Présentation de la séquence

Aveuglé par sa mégalomanie, Kane s’obstine à vouloir faire de Susan une grande cantatrice malgré son absence de talent, en passant outre les protestations de sa maîtresse.

Piste d’analyse
– la mise en scène du calvaire de Susan


Kane, figure tyrannique

Durant la scène de la querelle qui ouvre cette séquence, l’autoritarisme démiurgique de Kane est d’abord exprimé par ses gestes et ses propos : « Tu continueras ! », ordonne-t-il à Susan en déchirant rageusement les mauvaises critiques parues dans la presse. Mais surtout, son tempérament dominateur est relayé par des angles de prise de vue très prononcés : il est systématiquement filmé en contre-plongée, tandis que la jeune femme est corrélativement montrée en plongée, de surcroît dans une position agenouillée, ce qui ne fait qu’accentuer son état de soumission.

Au niveau de la composition visuelle, la suite de l’altercation entre les deux époux prend d’ailleurs une nature assez inquiétante. Jusqu’alors femme douce, tendre et malléable, Susan commence à se rebeller contre son « Créateur », qui prend l’allure d’un pygmalion négatif et ténébreux. Lorsqu’il s’approche d’elle pour la forcer à poursuivre sa tournée, il se transforme alors en une pure masse d’ombre « ogresque » qui avale littéralement le visage de la frêle Susan – laquelle s’en trouve impressionnée.


Une satire de la presse

La scène suivante prend la forme d’un « montage par épisodes », c’est-à-dire une succession rapide de courts fragments condensant un laps de temps relativement long. La tournée de Susan est ainsi relatée de manière elliptique par une série de plans brefs sur ses prestations scéniques, reliées entre elles par des fondus-enchaînés sur les manchettes de journaux faisant l’éloge du prétendu triomphe de la cantatrice.

Welles en profite au passage pour dénoncer un certain type de presse qui se développe au début du vingtième siècle, et dont l’instigateur n’est autre que William Randolph Hearst, le grand patron ayant inspiré le personnage de Kane. Qualifiée à l’époque de « journalisme jaune », cette presse dévoyée développe un traitement sensationnel de l’actualité et n’hésite pas à fabriquer de fausses interviews ou à créer de toutes pièces de faux succès (comme ici), à des fins de manipulation de l’opinion publique.

L’Inquirer, le journal de Kane, est mobilisé dans ce but : monter en épingle le pseudo succès de cette pauvre Galatée qu’est Susan. Le montage par épisodes s’accélère à mesure des efforts toujours plus importants que la chanteuse doit fournir pour affronter les feux de la rampe, dont elle n’est que le pantin désaccordé. Feux de la rampe qui finissent par « claquer » en gros plan, au niveau visuel tout comme sur l’échelle sonore, exprimant le burn-out de Susan, qui tente ensuite de s’empoisonner avec des médicaments.
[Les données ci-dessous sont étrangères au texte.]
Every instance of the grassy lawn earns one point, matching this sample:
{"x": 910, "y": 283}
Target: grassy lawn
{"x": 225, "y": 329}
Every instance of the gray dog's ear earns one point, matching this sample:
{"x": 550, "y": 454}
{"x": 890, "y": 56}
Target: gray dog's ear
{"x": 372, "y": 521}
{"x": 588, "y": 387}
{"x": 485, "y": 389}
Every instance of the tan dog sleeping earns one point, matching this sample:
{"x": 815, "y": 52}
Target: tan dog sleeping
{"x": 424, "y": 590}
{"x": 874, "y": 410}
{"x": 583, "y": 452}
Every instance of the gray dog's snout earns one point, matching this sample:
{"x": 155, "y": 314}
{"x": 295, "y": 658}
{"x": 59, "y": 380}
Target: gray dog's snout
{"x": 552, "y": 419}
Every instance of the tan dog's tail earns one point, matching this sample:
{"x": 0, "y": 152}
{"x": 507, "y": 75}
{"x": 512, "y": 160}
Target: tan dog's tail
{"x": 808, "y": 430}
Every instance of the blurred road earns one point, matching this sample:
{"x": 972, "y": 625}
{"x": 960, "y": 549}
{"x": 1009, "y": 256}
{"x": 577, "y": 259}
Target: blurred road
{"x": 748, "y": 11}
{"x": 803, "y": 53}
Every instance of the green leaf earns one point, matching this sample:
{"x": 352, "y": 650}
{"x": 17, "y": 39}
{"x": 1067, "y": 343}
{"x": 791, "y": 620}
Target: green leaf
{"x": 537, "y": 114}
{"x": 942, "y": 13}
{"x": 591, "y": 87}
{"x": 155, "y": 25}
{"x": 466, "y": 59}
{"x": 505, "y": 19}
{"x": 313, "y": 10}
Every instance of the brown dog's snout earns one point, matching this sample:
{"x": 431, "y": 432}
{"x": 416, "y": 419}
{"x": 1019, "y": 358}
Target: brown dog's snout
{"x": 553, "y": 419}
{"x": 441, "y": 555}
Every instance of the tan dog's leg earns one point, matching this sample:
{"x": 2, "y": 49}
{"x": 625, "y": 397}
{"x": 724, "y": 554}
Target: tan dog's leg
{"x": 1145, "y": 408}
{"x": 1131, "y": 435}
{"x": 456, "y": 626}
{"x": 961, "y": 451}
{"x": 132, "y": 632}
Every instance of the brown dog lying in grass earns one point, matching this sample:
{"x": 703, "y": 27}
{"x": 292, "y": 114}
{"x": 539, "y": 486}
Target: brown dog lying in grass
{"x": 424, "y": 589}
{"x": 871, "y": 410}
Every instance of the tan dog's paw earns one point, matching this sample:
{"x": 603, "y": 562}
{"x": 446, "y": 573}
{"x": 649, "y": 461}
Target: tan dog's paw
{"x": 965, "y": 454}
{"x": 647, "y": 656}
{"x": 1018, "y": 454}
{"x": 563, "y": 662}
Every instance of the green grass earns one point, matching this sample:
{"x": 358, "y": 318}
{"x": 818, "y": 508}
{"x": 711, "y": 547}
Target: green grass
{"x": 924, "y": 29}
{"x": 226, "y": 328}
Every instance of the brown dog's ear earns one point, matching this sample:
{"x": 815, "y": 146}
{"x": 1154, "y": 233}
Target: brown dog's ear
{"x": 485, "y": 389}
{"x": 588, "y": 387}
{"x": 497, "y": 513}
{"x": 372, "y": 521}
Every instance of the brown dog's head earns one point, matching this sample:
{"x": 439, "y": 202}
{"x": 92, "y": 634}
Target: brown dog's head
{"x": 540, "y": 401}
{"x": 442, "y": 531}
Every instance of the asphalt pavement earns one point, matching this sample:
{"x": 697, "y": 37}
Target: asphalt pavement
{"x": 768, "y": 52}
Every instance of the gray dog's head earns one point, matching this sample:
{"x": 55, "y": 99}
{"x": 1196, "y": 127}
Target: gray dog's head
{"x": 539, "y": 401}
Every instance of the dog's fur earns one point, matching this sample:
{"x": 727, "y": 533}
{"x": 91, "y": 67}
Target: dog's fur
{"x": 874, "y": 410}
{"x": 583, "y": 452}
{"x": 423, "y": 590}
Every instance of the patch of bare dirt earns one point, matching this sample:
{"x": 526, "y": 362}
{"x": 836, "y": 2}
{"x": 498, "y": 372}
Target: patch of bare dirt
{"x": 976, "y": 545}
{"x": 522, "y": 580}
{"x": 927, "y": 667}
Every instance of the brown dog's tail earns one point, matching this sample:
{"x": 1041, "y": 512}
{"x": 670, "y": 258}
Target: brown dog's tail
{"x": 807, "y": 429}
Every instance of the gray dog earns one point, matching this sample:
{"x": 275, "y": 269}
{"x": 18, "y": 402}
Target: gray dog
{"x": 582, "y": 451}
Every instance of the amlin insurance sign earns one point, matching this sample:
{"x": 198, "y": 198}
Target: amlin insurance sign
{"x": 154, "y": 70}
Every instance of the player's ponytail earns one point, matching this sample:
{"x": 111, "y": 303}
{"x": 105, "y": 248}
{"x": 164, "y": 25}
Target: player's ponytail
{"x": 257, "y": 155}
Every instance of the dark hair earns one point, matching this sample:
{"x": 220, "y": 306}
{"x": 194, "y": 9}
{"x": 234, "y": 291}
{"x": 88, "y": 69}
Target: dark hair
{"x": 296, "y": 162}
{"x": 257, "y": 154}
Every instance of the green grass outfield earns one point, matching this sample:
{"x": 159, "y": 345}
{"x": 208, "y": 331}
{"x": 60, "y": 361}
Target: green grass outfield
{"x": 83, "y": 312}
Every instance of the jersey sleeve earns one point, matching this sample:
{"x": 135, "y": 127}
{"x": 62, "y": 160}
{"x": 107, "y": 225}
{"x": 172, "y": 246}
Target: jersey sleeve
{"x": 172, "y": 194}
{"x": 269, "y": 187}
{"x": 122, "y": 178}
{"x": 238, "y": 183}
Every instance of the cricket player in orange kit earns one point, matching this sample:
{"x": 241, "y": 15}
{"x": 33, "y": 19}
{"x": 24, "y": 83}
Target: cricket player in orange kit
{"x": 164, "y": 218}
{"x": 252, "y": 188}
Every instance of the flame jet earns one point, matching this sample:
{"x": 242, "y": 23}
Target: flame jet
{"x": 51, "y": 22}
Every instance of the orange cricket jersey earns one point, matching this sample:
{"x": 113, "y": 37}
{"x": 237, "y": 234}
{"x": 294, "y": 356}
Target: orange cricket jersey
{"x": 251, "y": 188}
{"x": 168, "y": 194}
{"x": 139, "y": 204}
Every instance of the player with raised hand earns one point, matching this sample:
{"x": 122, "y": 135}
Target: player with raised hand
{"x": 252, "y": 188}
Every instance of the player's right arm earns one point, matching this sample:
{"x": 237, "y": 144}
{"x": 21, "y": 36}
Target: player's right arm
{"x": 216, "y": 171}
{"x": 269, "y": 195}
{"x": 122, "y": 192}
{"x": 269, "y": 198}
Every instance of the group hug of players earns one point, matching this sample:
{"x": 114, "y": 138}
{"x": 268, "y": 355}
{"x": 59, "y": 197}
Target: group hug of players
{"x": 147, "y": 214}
La tentative de suicide : une dramaturgie du plan-séquence

La grande virtuosité technique de ce célèbre plan n’a cependant rien de gratuit. En lieu et place d’un montage alterné traditionnel, montrant successivement Susan alitée et Kane tambourinant à la porte, Welles construit sa dramaturgie en termes d’étagement dans la profondeur de champ, dans le rapport entre l’avant-plan (le verre et le flacon de médicaments), le plan-médian (Susan allongée, respirant difficilement) et l’arrière-plan (la porte de la chambre que Kane essaye d’ouvrir). La composition de l’image suffit à nous faire comprendre la situation ; le regard du spectateur peut circuler librement à l’intérieur du cadre, ce qui développe une tension interne au plan. L’enjeu dramatique s’en trouve dès lors plus finement ancré : Kane est concrètement relégué dans le hors champ, il est placé en état d’infériorité et d’impuissance. Son échec avec Susan n’en est donc que plus patent.
À partir de ce moment s’amorce un long processus de destruction mutuelle pour les deux époux, qui vont vivre cloitrés à Xanadu, l’immense château en passe de se transformer en véritable tombeau.